—¿Cómo?
—Lo dice Pasquano. A lo mejor les entraron ganas cuando se fue el maestro de obras. Tenían una casa amueblada a su disposición. Apagaron el móvil. Quizá se quedaron dormidos. Cuando ya había oscurecido, emprendieron el camino de vuelta. Y ocurrió lo que ocurrió. Puede ser una explicación, la más verosímil.
—Ya —dijo en tono pensativo el comisario.
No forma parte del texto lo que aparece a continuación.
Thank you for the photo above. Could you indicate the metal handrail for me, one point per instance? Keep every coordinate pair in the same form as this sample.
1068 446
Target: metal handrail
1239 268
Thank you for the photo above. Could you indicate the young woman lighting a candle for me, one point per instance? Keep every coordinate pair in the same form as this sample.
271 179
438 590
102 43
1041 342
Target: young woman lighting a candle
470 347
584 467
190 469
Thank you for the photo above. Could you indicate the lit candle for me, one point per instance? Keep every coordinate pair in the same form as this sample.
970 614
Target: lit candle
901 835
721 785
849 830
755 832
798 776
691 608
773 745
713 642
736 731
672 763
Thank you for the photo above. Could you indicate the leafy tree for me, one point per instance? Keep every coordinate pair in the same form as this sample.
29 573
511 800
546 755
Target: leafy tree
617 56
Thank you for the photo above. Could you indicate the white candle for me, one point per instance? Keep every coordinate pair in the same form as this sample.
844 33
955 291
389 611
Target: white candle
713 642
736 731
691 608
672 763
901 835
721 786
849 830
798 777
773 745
—Además, Pasquano me ha revelado un detalle que podría explicar la secuencia del accidente —prosiguió Augello—. La pobre Stefania tenía las uñas de las manos rotas. Seguramente intentó abrir la portezuela. Quizá experimentó un ligero mareo, se recuperó, vio lo que estaba pasando y trató de abrir la portezuela, pero ya era demasiado tarde.
—Buf —dijo Montalbano.
—¿Por qué dices «buf»?
—Porque una chica tan atlética como tú dices, con cursillo de supervivencia y demás, tiene unos reflejos muy rápidos. Si se recupera de un pequeño mareo y se da cuenta de que el coche está a punto de caer por un barranco, no intenta abrir la portezuela, sino que se limita a frenar. Y los frenos, por lo que me has dicho, estaban bien.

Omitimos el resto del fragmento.